We are experiencing a self-perpetuating cycle, whereby women feel that the male-dominated advice industry fails to cater to their needs, which in turn prevents them from joining the profession in the first place.
The impact of a female investor
- A survey conducted by Good Money Week in 2018 found that 29% of women with investments care equally about making money and having a positive impact on the environment.
- 67.4% of women in the WealthiHer survey said that making a social impact was of high importance when investing.
- According to the WealthiHer report, 60% of the UK’s wealth will be controlled by women by 2025.
- The 2019 Kantar report, ‘Winning over Wealth’, found that if investment providers were able to engage more meaningfully with women, increasing their level of financial engagement, the returns could produce an additional £12.4bn from millennial women and £24.4bn from Generation X women.
How we’re addressing the gender advice gap
- Our clients are treated the same. Male, female, young or old, our process-driven planning does not differ depending on the demographic. Every plan is bespoke to each client and tailored to their specific needs and circumstances.
- Our Managing Director, Rebecca Aldridge, has created waves within the industry. To start, she noticed the changes that needed to be made and had the confidence to make them through building her own company.
- The Balance: Wealth Planning ethos holds diversity and inclusion at its core. Having built a supportive and progressive environment, Rebecca has attracted a great team who hold the same values and perpetuate these in the way they work.
- Our advisers know that their role first and foremost is to listen. They take the time to truly understand why our clients have come to see us and what they hope to gain, taking into consideration their needs and values.

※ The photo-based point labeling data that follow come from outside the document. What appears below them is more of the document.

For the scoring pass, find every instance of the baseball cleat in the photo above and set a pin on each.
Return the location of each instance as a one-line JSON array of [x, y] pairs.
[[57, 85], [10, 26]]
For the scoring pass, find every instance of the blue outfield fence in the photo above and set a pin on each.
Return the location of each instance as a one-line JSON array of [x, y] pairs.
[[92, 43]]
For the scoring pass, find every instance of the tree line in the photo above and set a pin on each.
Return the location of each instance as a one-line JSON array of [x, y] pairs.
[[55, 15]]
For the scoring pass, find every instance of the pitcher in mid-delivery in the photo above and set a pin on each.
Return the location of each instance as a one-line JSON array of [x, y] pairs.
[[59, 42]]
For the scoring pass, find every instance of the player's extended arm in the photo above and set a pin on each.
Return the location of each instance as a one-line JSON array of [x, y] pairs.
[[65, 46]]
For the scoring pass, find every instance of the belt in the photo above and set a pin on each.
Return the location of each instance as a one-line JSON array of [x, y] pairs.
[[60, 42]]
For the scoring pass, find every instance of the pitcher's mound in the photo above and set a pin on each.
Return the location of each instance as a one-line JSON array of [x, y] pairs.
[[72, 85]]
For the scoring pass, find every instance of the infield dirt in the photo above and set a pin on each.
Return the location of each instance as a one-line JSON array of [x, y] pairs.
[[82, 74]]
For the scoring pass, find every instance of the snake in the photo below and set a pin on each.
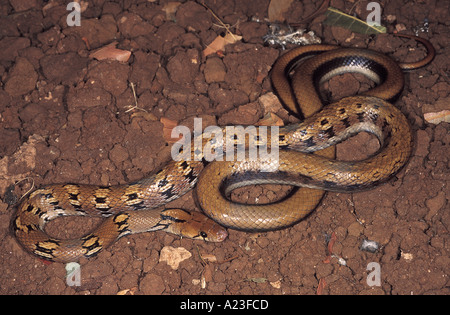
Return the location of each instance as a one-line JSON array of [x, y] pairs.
[[306, 159]]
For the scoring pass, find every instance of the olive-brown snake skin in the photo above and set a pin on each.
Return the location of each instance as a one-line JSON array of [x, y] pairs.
[[297, 164]]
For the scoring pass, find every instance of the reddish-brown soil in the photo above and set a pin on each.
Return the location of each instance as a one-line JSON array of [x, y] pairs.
[[66, 118]]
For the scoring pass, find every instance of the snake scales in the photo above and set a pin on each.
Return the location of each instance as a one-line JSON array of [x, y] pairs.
[[318, 133]]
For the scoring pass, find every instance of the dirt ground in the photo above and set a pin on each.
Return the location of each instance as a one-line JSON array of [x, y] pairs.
[[66, 117]]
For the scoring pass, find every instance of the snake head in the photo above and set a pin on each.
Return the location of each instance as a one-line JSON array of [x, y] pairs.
[[195, 225]]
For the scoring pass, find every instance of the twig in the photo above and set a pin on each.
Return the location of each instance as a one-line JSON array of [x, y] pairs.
[[225, 26], [136, 106]]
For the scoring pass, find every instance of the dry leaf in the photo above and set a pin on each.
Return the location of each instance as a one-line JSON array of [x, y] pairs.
[[277, 8], [220, 42], [171, 8], [270, 119], [437, 117], [110, 52]]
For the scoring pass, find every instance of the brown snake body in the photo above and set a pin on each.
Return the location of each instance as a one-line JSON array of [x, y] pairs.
[[318, 133]]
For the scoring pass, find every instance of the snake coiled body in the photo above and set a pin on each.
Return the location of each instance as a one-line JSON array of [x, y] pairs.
[[131, 209]]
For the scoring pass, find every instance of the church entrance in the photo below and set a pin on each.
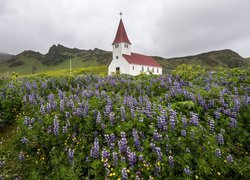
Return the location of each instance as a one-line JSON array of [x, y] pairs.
[[117, 70]]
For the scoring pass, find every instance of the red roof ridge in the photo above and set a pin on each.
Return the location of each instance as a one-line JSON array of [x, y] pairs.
[[141, 59], [121, 35]]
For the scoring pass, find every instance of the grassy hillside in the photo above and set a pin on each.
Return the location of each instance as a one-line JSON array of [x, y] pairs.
[[213, 60], [58, 58]]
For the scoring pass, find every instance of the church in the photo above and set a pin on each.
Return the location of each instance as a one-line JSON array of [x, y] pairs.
[[126, 62]]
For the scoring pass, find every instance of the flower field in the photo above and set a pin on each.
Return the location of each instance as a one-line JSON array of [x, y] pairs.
[[121, 127]]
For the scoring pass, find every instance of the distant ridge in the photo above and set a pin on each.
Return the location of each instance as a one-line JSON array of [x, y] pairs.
[[58, 57]]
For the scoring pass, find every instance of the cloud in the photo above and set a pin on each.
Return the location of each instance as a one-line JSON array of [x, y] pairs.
[[163, 27]]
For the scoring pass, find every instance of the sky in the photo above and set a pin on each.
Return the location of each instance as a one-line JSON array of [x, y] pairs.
[[167, 28]]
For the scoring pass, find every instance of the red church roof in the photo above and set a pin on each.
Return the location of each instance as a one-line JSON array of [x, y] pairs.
[[140, 59], [121, 35]]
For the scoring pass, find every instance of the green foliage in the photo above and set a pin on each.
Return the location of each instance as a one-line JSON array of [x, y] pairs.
[[72, 103]]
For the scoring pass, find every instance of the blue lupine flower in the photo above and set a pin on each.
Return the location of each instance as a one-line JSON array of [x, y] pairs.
[[171, 161], [94, 152], [124, 174], [217, 152], [21, 156], [220, 139], [183, 132], [71, 155], [187, 170], [56, 126], [229, 158], [24, 140]]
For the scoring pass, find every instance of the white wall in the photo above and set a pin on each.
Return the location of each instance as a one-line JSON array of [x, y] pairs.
[[138, 70], [120, 62]]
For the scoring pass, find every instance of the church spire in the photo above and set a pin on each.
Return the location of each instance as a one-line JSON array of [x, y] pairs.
[[121, 35]]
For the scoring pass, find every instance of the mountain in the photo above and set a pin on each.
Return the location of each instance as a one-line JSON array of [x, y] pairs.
[[5, 57], [58, 57], [211, 60]]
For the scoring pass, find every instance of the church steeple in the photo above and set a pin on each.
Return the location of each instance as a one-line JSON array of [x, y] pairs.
[[121, 35]]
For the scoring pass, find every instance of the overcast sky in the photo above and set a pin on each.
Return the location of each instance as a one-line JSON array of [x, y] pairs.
[[167, 28]]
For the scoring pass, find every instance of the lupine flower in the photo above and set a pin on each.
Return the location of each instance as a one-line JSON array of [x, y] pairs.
[[229, 158], [171, 161], [157, 136], [56, 126], [115, 158], [71, 155], [218, 152], [122, 109], [183, 132], [184, 122], [136, 139], [194, 120], [42, 109], [94, 152], [111, 118], [233, 123], [131, 158], [21, 156], [62, 104], [24, 140], [220, 139], [187, 170], [105, 154], [124, 174]]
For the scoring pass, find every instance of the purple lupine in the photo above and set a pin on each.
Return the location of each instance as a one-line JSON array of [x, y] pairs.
[[158, 153], [105, 154], [220, 139], [217, 152], [24, 140], [157, 136], [211, 125], [140, 158], [123, 112], [187, 170], [71, 155], [115, 158], [122, 145], [124, 174], [194, 120], [21, 156], [56, 126], [136, 139], [233, 123], [184, 122], [48, 107], [131, 158], [62, 104], [171, 161], [183, 132], [229, 158], [42, 109], [94, 152], [217, 114], [98, 118], [111, 118]]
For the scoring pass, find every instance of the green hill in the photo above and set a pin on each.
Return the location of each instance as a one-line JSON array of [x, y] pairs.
[[58, 58], [213, 60]]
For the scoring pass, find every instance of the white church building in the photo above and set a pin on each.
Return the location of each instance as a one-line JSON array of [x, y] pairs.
[[126, 62]]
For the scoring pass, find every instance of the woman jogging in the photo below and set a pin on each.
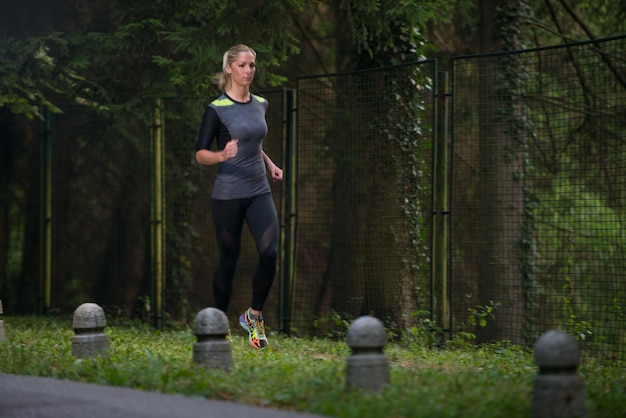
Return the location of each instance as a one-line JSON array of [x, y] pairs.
[[241, 192]]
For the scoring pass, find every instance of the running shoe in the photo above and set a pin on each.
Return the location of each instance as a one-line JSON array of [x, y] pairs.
[[256, 329]]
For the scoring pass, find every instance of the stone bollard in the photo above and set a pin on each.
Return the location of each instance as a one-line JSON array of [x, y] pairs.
[[212, 348], [89, 339], [1, 323], [367, 367], [558, 389]]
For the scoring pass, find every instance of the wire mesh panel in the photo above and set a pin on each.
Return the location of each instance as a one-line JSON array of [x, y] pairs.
[[191, 248], [539, 201], [364, 143]]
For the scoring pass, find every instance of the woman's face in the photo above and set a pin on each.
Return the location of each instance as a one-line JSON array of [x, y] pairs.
[[242, 69]]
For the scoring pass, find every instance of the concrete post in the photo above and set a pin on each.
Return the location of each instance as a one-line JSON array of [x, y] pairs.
[[558, 389], [1, 323], [367, 367], [89, 339], [212, 348]]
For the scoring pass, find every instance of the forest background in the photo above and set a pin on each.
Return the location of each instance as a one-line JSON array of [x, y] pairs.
[[111, 55]]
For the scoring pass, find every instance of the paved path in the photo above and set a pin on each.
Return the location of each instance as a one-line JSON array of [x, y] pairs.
[[26, 396]]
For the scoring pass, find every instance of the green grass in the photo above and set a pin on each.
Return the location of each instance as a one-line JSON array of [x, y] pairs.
[[303, 374]]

- Our information is tailored towards anyone and everyone who wants to organise their wealth to secure their financial future. That’s why we’ve made our helpful guides and blog posts information-heavy but jargon-free.
- We are always completely transparent about what we do and how we work and aim to deliver our service in the simplest way possible.
- As a majority female firm, with 2 out of our 3 advisers being women, we are perfectly placed to cater to the needs of female clients, as well as the men.